Les violences avaient fait plus de 3.000 morts en cinq mois, des deux côtés des belligérants, transformant en champ de bataille certaines zones du premier producteur mondial de cacao, moteur économique de l'Afrique de l'Ouest.
"Lorsqu'il a compris que la présidence allait lui échapper, Laurent Gbagbo, en concertation avec des membres d'un cercle privé de proches, a commencé à mener une campagne de violences orchestrées contre ceux considérés comme ses opposants", a soutenu Fatou Bensouda.
Le but, selon elle : se maintenir au pouvoir "par tous les moyens".
Des attaques contre des civils ont alors été perpétrées par des forces gouvernementales et milices sous le contrôle des accusés, a affirmé Mme Bensouda.

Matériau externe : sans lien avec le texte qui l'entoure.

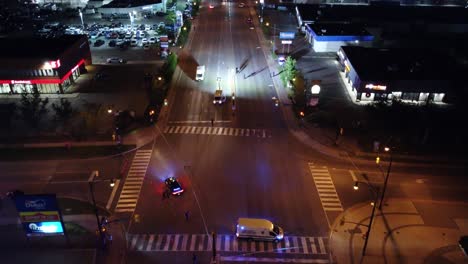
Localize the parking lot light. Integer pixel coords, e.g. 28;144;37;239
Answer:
78;10;84;30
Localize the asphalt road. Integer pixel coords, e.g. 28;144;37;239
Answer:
123;3;466;263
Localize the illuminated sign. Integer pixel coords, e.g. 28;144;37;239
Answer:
23;221;63;236
11;80;31;84
310;84;320;94
0;60;85;84
15;194;64;236
42;60;60;69
280;32;296;39
19;211;60;223
366;83;387;91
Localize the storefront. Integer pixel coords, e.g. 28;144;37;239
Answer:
0;35;91;94
305;23;374;52
337;46;458;104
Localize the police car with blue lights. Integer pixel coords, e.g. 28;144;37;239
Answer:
164;177;184;195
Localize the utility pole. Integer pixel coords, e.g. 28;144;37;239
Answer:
379;147;393;211
88;171;104;247
211;232;216;261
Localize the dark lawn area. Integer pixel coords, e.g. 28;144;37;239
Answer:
0;145;135;161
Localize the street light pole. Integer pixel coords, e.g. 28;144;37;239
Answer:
88;171;104;246
88;170;115;247
78;10;84;30
362;196;377;257
354;181;379;257
379;147;393;211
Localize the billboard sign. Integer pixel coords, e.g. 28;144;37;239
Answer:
15;194;64;236
280;32;296;39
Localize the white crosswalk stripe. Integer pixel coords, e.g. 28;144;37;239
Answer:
164;126;271;138
127;234;328;255
115;149;153;213
309;163;343;211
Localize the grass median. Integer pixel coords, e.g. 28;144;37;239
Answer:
0;145;135;161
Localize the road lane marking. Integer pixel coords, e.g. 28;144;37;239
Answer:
114;149;153;213
163;126;271;138
308;163;343;213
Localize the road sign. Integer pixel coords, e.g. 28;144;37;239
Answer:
15;194;64;236
280;32;296;39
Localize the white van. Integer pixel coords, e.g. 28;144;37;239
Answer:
236;218;284;241
195;65;205;81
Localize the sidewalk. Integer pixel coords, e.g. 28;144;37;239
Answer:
329;199;468;264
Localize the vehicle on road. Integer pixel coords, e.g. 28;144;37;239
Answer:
213;89;226;105
195;65;205;81
107;57;126;63
164;177;184;195
236;218;284;242
94;39;105;47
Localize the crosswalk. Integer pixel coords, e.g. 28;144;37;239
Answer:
164;126;271;138
127;234;328;255
115;149;153;213
309;163;343;211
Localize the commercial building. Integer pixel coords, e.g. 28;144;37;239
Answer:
98;0;166;19
0;35;92;94
305;23;374;52
338;46;463;103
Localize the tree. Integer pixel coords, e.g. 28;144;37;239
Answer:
52;98;73;129
19;88;49;128
281;56;297;85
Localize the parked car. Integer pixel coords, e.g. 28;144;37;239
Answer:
107;57;126;63
94;39;105;47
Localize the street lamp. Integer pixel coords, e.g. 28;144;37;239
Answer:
88;170;115;247
128;13;134;29
379;147;393;211
353;181;379;257
78;10;84;30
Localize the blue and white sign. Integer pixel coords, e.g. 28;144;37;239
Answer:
280;32;296;39
23;221;63;236
15;194;58;212
15;194;64;236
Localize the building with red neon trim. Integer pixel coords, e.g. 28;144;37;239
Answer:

Elle a par exemple évoqué le bombardement d'un marché dans le quartier d'Abobo à Abidjan, le viol d'une femme dans un poste de police ou la répression sanglante de manifestations.

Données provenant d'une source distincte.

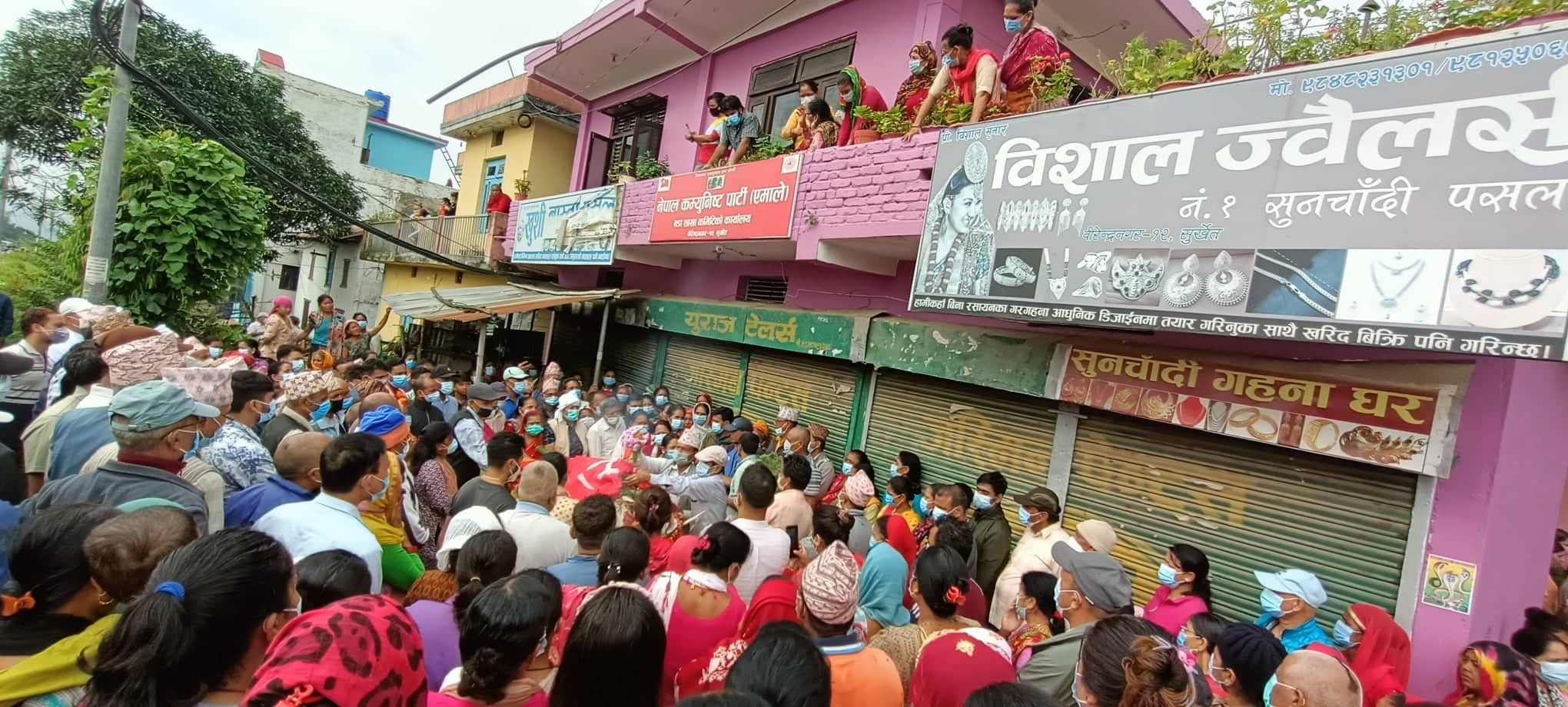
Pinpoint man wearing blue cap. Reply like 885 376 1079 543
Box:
22 380 218 533
1253 569 1334 652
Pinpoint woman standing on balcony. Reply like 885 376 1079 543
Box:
484 184 511 238
1002 0 1061 113
839 65 888 148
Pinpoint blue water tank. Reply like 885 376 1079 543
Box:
365 91 392 121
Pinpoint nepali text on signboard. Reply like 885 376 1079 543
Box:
511 187 621 265
649 154 799 243
1046 347 1453 476
909 30 1568 359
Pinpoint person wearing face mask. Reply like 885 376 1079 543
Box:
1148 545 1214 633
982 486 1072 626
779 78 817 151
998 0 1061 113
685 91 724 168
974 472 1013 602
707 95 763 168
894 41 938 119
256 433 392 594
629 442 729 533
903 25 1002 141
22 380 220 533
1253 569 1333 654
1015 543 1132 704
447 386 500 486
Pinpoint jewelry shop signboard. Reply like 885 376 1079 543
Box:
648 154 799 243
511 187 621 265
909 27 1568 359
1046 347 1457 476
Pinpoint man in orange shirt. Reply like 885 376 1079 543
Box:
795 541 903 707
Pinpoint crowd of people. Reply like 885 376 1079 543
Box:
685 0 1063 168
0 294 1568 707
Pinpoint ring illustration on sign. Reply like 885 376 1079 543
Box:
1231 407 1280 442
1208 251 1250 307
1301 420 1339 451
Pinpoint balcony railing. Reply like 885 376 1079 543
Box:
359 217 491 265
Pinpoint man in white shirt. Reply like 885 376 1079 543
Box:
256 433 392 594
991 486 1072 626
731 464 790 602
495 460 577 573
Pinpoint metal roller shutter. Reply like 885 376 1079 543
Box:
1065 410 1416 627
742 351 859 460
603 324 659 392
865 370 1057 536
663 336 740 407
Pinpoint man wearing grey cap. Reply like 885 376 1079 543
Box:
1018 543 1132 704
22 380 218 533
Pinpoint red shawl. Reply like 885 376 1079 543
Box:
997 25 1061 92
947 48 995 104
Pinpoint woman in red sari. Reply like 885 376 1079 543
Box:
1002 0 1061 113
839 65 888 148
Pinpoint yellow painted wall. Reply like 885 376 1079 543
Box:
377 264 507 342
457 118 577 216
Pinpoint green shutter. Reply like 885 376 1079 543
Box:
603 324 659 393
865 368 1057 535
1065 410 1416 627
663 334 742 407
742 350 859 463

L'accusation continuera vendredi sa déclaration d'ouverture. La défense aura la parole à partir de lundi.
- "Complot" -
Laurent Gbagbo est apparu détendu à son procès. Souriant, portant un costume bleu foncé, il a adressé des baisers à ses partisans assis dans la galerie du public.
Ceux-ci l'ont longuement applaudi à la fin de la journée, se pressant contre la vitre blindée les séparant de la salle d'audience. "Libérez Gbagbo", chantaient-ils, sous les yeux ravis de leur favori.
Quelques centaines de partisans de l'ex-président ont en outre manifesté devant le bâtiment de la CPI. Ils ont chanté, dansé et arboraient des écharpes, chapeaux et autres apparats aux couleurs de la Côte d'Ivoire: vert, blanc et orange.
Ils ont d'ailleurs leur idée de la vérité. "Notre rêve de voir notre président retrouver sa liberté commence aujourd'hui", affirme à l'AFP Marius Boué, qui a fait le déplacement depuis le nord de la France.
En Côte d'Ivoire, des écrans géants ont été installés pour que la population puisse suivre les procédures.
Le ministre ivoirien des Affaires étrangères Abdallah Albert Toikeusse Mabri, a salué jeudi un "un procès très attendu par la Côte d'Ivoire et par les victimes" des violences.
Mais pour le camp Gbagbo, ce dernier est un chantre du multipartisme et la France, ancienne puissance coloniale, est derrière le "complot" qui a entraîné sa chute.
- 'Justice des vainqueurs' -
Le juge président Cuno Tarfusser a de son côté mis en garde contre toute "instrumentalisation politique" du procès. "Ce n'est pas un procès contre la Côte d'Ivoire".
La peine maximale encourue devant la CPI est de 30 ans de prison, mais les juges peuvent prononcer une peine plus lourde s'ils estiment que les crimes commis sont exceptionnellement graves.
Laurent Gbagbo, dont la santé est "fragile", selon ses avocats, avait été livré à la CPI en 2011. Charles Blé Goudé l'avait été en 2014.
Simone Gbagbo, épouse de Laurent, a été condamnée à 20 ans de prison en Côte d'Ivoire pour son rôle dans la crise, en compagnie de 78 autres personnes.
Mais aucun membre du camp Ouattara n'a encore été inquiété par la CPI, ce qui lui vaut parfois d'être taxée de "justice des vainqueurs". Certains s'inquiètent d'ailleurs de "l'impunité" dont jouissent les partisans de l'actuel président ivoirien, réélu en octobre.
Mme Bensouda a répondu à ces critiques jeudi, assurant devant les juges : "Nous enquêtons sur les deux côtés du conflit (...) cela prend du temps et nous demandons de la patience".